In Hollywood, the silent screen's original vamp, heavy-lidded Cinemactress Theda (A Fool There Was) Bara, 64, was whisked off to a hospital for a rush appendectomy.
In London, Princess Margaret, glittering in a diamond necklace and tiara, beamed warmly at the cheering crowd as her coach rolled up to Buckingham Palace, where Britain's royalty wined and dined Sweden's King Gustav VI and Queen Louise, who were making the first state visit of Swedish monarchs to England in 46 years. On her white tulle gown Margaret wore a miniature portrait of another handsome lady, her sister Queen Elizabeth II.
With a competitor's critical eye, Auto Magnate Henry Ford II looked over some Russian cars on display at an industrial fair in Copenhagen. "As far as I can see, these cars are not very good," said he. "They are obviously about the same type of cars we made some 20 years ago."
Smarting under the adamant refusal of Chicago's city building commissioner to give her a liquor license for her highbrow 1020 Art Center (TIME, May 24), Mrs. Ellen Borden Stevenson, ex-wife of Adlai Stevenson, resigned as president of the Modern Poetry Association. But she still planned to toss a few favors and dollars toward Poetry magazine, the flat-broke association's outlet for its members' rhymes, and to make her old family mansion a shrine for longhaired folks. Ever since her Gold Coast neighbors began objecting to the club's intrusion on their quiet life, Ellen Stevenson has been objecting to their cultural lag. By last week, she was on the defensive.
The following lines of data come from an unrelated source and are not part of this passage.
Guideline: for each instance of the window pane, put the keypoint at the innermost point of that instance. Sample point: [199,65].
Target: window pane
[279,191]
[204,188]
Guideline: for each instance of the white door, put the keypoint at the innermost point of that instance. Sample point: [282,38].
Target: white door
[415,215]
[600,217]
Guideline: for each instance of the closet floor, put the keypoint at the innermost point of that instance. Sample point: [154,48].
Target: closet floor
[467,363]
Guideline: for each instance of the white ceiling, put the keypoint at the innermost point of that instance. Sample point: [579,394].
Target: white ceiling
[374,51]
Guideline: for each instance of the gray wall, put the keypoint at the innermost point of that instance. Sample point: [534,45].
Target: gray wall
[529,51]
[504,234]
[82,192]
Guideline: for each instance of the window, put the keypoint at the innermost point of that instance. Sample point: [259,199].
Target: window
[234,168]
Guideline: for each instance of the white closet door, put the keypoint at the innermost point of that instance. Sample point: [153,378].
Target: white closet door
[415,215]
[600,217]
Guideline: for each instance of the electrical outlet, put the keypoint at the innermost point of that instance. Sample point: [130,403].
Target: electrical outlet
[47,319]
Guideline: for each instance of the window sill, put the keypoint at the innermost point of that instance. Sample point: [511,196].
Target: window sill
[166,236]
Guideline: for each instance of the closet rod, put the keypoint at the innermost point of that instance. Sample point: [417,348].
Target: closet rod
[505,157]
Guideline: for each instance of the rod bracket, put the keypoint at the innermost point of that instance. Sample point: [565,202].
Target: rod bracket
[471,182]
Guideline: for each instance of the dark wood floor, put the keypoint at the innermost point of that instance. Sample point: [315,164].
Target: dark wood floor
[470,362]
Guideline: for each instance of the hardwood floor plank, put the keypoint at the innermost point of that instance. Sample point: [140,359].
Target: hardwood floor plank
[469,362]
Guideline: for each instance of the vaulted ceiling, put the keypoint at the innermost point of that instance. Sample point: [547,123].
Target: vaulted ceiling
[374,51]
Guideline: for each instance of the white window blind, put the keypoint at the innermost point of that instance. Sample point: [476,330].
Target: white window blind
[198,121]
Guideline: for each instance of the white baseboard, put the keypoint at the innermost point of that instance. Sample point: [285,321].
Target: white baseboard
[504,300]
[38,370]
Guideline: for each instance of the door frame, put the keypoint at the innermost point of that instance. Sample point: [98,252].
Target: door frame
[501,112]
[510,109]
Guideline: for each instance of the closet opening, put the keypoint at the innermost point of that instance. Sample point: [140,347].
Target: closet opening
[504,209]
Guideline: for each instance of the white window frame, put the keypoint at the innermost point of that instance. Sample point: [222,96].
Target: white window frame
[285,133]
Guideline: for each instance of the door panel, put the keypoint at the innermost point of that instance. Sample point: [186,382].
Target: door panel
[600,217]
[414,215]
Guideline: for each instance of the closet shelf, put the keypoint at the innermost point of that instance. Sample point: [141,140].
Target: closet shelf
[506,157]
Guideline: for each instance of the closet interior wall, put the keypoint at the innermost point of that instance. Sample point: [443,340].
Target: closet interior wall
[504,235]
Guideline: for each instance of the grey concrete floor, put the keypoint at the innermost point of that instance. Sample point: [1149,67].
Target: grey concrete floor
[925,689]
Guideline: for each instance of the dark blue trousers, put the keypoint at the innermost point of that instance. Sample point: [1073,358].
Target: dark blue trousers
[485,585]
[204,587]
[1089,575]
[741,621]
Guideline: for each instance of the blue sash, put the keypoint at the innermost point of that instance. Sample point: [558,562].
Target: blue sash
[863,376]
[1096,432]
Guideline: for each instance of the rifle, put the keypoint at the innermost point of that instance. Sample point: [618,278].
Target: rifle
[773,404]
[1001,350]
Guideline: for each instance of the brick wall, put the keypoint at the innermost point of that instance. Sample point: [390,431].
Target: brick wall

Said she: "I now have two lawyers and a business manager helping me keep out of trouble."
Egypt's pudgy ex-King Farouk, never a man to conceal his liking for girls, was busy beating down one of the most start ling rumors about himself to arise since his dethronement and divorce. The hot word: he plans on marrying his current traveling companion, a voluptuous Nea politan named Irma Capece Minutolo, 20, whose right to be called a marchioness was recently disputed when two Italian newsmen declared that her parents were a chauffeur and a janitor's daughter. At the newsmen's trial for slander, Irma's father had indignantly complained: "To doubt my daughter's aristocratic descent is to slander the father of the fiancee of Farouk, whose wedding is imminent." At week's end, however, Irma herself hastened to restore Farouk to full bachelor status. "I prefer not to marry," sighed she. "Farouk is sensible and tender, but marriage is the tomb of love."